Tesla’s bitcoin purchases
On 8 February 2021, Tesla disclosed it had purchased $1.50bn in bitcoin, “as a payment for sales of certain of our products.” Bitcoin was quoted at $38,876.50 on 7 February 2021, according to Coindesk.
Shortly thereafter, Tesla ceased taking Bitcoin as payment for cars, with Musk citing Bitcoin’s carbon footprint and its impact on the environment. Tesla subsequently sold some of its Bitcoin holdings in March, realising a $128m gain-on-sale.
As of 31 December, the carrying value of Tesla’s digital asset holdings was $1.26bn, while the fair market value was $1.99bn, Tesla reported. Bitcoin was quoted at $46,208.21, as of 31 December, according to Coindesk.
Tesla explained further that under its treatment of non-cash assets under the Accounting Standards Codification Rule 606, it accounts for gains realised at the time of sale of digital assets but declines in the value of assets held below the purchase price are recognised as impairment charges.
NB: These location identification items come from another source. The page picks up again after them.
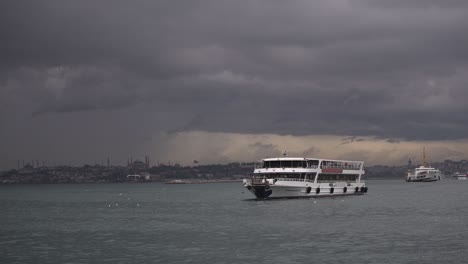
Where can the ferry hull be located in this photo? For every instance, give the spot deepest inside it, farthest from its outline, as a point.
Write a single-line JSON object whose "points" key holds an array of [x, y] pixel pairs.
{"points": [[305, 191]]}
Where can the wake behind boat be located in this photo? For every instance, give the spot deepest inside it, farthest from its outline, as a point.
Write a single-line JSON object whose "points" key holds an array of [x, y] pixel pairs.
{"points": [[288, 177]]}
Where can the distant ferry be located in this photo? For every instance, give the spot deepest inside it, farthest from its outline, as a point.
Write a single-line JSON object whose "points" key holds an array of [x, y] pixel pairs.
{"points": [[423, 173], [287, 177], [459, 176]]}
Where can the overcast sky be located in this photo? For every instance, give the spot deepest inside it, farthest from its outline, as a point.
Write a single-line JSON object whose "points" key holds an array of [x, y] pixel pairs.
{"points": [[221, 81]]}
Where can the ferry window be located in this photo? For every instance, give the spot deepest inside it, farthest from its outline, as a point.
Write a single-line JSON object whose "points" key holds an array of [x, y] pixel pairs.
{"points": [[286, 164], [274, 164]]}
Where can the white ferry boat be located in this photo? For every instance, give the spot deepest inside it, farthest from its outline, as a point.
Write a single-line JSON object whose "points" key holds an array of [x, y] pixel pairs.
{"points": [[459, 176], [423, 173], [287, 177]]}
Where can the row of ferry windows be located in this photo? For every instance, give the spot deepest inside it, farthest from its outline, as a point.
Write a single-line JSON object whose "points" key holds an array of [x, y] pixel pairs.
{"points": [[309, 164], [321, 177], [290, 163]]}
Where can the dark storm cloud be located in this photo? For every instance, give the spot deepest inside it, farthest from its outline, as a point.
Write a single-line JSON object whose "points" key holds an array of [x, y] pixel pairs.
{"points": [[389, 69]]}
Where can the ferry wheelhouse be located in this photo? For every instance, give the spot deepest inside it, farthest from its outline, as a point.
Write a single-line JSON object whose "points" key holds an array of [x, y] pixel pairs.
{"points": [[305, 177]]}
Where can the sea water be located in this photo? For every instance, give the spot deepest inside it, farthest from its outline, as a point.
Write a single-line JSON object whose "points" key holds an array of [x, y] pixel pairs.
{"points": [[395, 222]]}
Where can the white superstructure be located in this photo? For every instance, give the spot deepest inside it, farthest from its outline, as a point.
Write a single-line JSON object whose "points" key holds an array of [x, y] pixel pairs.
{"points": [[423, 174], [305, 177]]}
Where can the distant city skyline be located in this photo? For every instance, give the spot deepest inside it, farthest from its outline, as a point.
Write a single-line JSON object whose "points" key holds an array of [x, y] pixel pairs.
{"points": [[223, 81]]}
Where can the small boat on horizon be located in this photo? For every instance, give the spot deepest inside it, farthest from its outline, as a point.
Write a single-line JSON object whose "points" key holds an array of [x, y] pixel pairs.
{"points": [[423, 173], [288, 177]]}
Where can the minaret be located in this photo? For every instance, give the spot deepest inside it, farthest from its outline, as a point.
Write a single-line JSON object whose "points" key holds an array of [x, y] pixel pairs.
{"points": [[424, 156]]}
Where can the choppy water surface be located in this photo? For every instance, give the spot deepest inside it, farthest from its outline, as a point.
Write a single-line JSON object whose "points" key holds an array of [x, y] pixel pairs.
{"points": [[396, 222]]}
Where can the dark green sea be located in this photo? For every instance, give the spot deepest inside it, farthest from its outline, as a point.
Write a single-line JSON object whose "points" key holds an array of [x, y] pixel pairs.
{"points": [[395, 222]]}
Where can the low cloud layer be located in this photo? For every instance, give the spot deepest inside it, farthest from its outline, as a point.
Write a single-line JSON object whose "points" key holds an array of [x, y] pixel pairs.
{"points": [[389, 70]]}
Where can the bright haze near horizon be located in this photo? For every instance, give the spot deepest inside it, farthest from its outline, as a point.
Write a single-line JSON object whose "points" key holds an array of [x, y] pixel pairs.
{"points": [[225, 81]]}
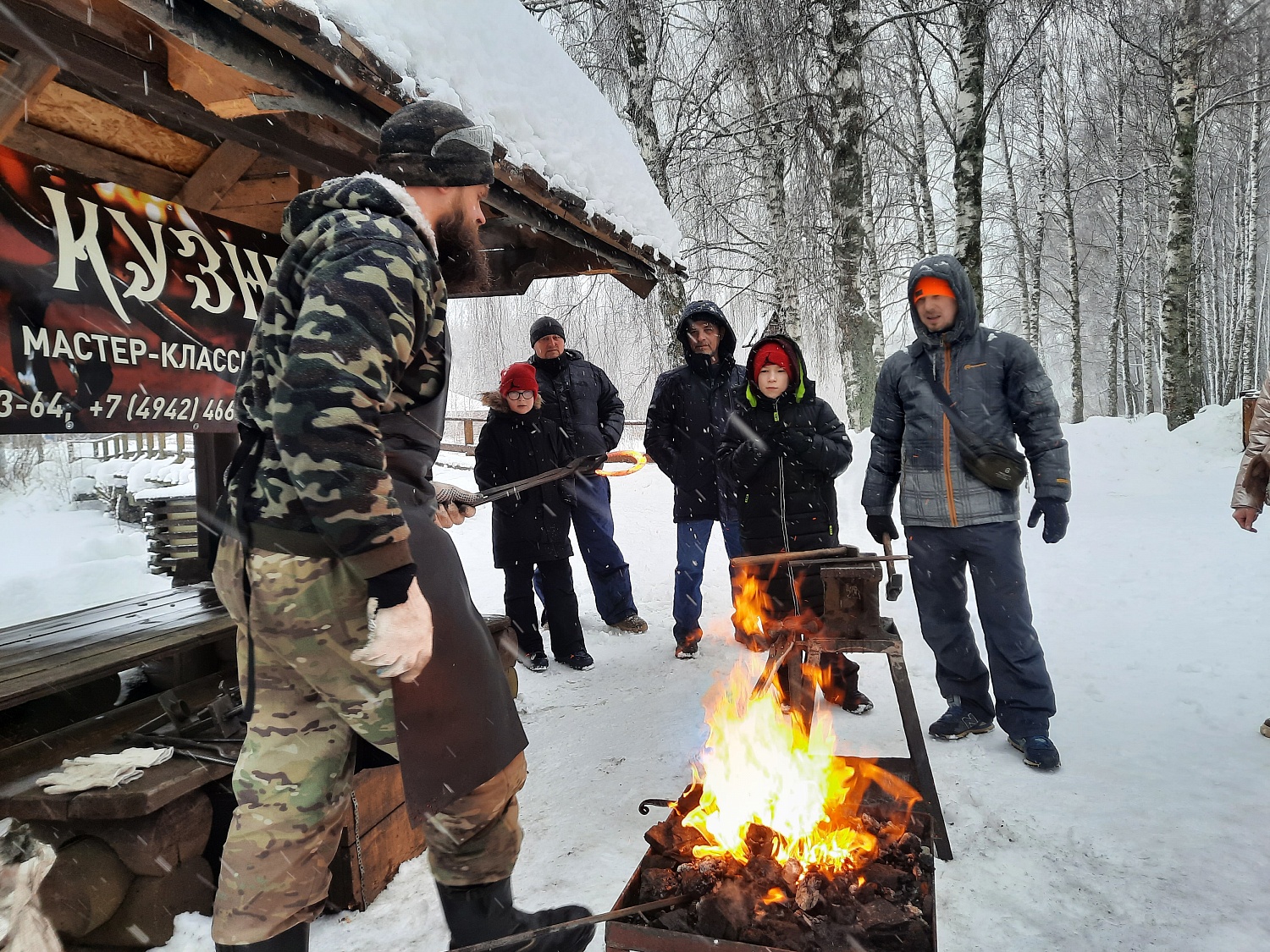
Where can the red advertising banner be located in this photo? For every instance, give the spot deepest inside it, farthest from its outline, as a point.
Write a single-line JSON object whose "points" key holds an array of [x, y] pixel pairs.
{"points": [[119, 311]]}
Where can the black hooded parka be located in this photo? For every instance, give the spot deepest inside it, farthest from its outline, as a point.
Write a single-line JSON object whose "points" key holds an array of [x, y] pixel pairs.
{"points": [[787, 498], [533, 526], [686, 421]]}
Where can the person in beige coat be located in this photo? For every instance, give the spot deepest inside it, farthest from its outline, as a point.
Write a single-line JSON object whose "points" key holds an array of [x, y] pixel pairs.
{"points": [[1250, 485]]}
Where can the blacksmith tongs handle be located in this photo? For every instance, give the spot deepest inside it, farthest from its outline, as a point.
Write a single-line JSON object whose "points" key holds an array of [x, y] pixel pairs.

As of Monday at 4:00 p.m. EST, Bitcoin prices had declined 8.21% since 31 December to $42,414.08.
Did Musk Tweets violate SEC settlement?
Tesla also disclosed it received a subpoena from the SEC on 16 November “seeking information on our governance processes around compliance with the SEC settlement.” Musk sent numerous questionable tweets in the days leading up to the subpoena.
The settlement to which Tesla refers is the September 2018 agreement stipulating Tesla add additional compliance layers for Musk’s disclosures over social media in the wake of the now-infamous “funding secured” tweet. Both Musk and Tesla were fined $20m each as part of the settlement.
Tesla is currently in litigation with JPMorgan, one of its underwriters, over a dispute regarding the treatment of certain warrants in the wake of Musk’s tweet.
The SEC’s subpoena arrived one week after Musk signalled over Twitter he would be selling what eventually be over $16bn in Tesla stock to cover tax liabilities related to the sale of expiring stock options.
After initially posting a Twitter poll proposing he sell 10% of his Tesla stock, Tesla shares spiralled down 6%. In the weeks that followed, Musk continued intermittently selling Tesla stock, eventually threatening more stock sales in a spat with US Senator Bernie Sanders (I-Vt.) on 14 November.
Additionally, Musk tweeted on 2 November that a $4.2bn, 100,000-vehicle, fulfilment contract with Hertz Rent-A-Car was unsigned, sending Tesla shares down 5%. Tesla refused comment when asked if the tweet violated the SEC settlement agreement.